The Equinox dinner is funded by donations from local businesses, civic groups and private citizens. Money raised plus food, trucks, tables, chairs, cell phones, serving dishes, linens, aprons, soap, towels, and advertising are matched with help from volunteers. All surplus donations are used to assist needy families throughout the year, according to Equinox. Approximately 500 meals are served at the First Presbyterian Church in Albany. The majority are the deliveries within 40 miles of Albany.

A few slots up in line was the DeChalus family from Clifton Park. It became a tradition for them in 2010 after Karen DeChalus’s father died.

“It was kind of a dedication and tribute to my dad and what my parents had instilled in us of giving back to the community,” she said.

Joe Glickman – sporting a felt turkey on his head and pushing a re-designed formerly abandoned shopping cart now dubbed the “Turkey Mobile” – said he also turned to volunteer with Equinox in 2010.

“I was having a bad year and I had a couple friends of mine that had been doing this and they said 'Hey, why don't you come and try this out and step outside of yourself and help others and I think you'll enjoy it.' And after that I was hooked,” Glickman said. “I carried it on and I try to get a group together every year and it's always a pleasure seeing the smiles on people's faces.
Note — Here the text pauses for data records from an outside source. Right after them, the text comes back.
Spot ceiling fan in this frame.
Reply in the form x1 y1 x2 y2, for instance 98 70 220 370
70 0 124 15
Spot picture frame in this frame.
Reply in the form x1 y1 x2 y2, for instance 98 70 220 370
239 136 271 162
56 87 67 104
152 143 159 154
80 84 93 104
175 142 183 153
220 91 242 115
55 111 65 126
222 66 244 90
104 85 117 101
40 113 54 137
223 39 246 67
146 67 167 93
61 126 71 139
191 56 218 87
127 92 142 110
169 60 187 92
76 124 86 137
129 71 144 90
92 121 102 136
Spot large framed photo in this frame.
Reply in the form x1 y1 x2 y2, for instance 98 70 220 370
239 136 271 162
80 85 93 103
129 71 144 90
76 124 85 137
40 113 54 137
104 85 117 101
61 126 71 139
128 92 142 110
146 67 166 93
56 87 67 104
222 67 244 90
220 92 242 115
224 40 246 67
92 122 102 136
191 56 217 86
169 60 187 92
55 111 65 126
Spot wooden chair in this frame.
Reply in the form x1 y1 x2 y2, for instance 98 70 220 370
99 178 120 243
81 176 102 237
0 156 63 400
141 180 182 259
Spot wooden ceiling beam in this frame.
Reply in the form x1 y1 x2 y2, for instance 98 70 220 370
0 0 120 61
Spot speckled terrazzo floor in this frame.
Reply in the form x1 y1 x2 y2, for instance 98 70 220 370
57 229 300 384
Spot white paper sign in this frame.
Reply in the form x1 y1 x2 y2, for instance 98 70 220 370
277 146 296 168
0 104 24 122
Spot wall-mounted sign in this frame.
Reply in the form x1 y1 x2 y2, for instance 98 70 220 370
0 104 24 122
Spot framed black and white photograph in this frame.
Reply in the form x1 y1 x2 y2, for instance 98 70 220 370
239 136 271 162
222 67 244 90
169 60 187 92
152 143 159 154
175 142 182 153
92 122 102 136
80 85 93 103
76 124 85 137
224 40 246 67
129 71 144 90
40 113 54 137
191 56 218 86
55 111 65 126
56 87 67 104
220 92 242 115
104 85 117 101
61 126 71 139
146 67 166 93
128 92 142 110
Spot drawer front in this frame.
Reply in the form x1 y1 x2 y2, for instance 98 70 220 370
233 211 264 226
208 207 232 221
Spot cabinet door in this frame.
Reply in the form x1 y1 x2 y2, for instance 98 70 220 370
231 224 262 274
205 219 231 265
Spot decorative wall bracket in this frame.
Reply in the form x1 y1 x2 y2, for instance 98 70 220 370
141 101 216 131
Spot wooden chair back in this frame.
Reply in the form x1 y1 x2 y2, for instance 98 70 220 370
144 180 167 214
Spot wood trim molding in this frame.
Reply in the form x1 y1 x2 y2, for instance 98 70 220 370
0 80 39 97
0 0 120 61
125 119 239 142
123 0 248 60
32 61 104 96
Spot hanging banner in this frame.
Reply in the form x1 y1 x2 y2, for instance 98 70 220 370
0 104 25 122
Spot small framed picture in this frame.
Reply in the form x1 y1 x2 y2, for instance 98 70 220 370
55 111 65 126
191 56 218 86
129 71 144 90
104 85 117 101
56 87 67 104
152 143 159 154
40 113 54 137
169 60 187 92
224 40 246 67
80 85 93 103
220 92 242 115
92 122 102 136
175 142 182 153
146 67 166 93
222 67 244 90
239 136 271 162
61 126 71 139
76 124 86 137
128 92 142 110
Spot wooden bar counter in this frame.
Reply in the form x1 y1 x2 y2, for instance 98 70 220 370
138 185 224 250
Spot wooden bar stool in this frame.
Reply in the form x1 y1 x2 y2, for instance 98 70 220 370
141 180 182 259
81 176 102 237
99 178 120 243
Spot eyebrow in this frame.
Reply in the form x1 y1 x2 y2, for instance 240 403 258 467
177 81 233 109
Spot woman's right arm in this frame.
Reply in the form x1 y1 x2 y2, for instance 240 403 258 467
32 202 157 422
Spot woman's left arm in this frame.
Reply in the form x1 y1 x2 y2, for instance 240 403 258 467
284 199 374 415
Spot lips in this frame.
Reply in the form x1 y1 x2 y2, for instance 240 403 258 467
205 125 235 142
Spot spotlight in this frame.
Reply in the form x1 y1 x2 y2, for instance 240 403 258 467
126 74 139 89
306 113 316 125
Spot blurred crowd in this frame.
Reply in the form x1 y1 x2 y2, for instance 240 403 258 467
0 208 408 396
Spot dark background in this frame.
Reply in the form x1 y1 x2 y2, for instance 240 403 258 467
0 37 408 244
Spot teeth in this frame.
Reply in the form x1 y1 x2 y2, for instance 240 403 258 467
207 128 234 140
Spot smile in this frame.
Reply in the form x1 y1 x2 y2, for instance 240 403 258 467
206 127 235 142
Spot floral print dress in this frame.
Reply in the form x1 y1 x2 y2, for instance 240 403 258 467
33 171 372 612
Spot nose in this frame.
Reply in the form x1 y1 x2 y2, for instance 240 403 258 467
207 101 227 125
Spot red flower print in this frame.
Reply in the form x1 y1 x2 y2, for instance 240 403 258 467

They might not even see anybody else on Thanksgiving and we come to their door, we bring them a meal, we give them cards and it just really brings true meaning to Thanksgiving and I enjoy it and I'm here every year.”

And there was Michalina Scorzelli of Feura Bush who was proud to introduce her niece, Gabby, 14, from Syracuse to the tradition.

“When you deliver the meals, the people are so grateful and everybody has a story and a lot of the elderly people, they just want to talk so somebody for a minute so that our whole Thanksgiving, that's our favorite part of Thanksgiving,” Michalina said, adding, “There’s hope.”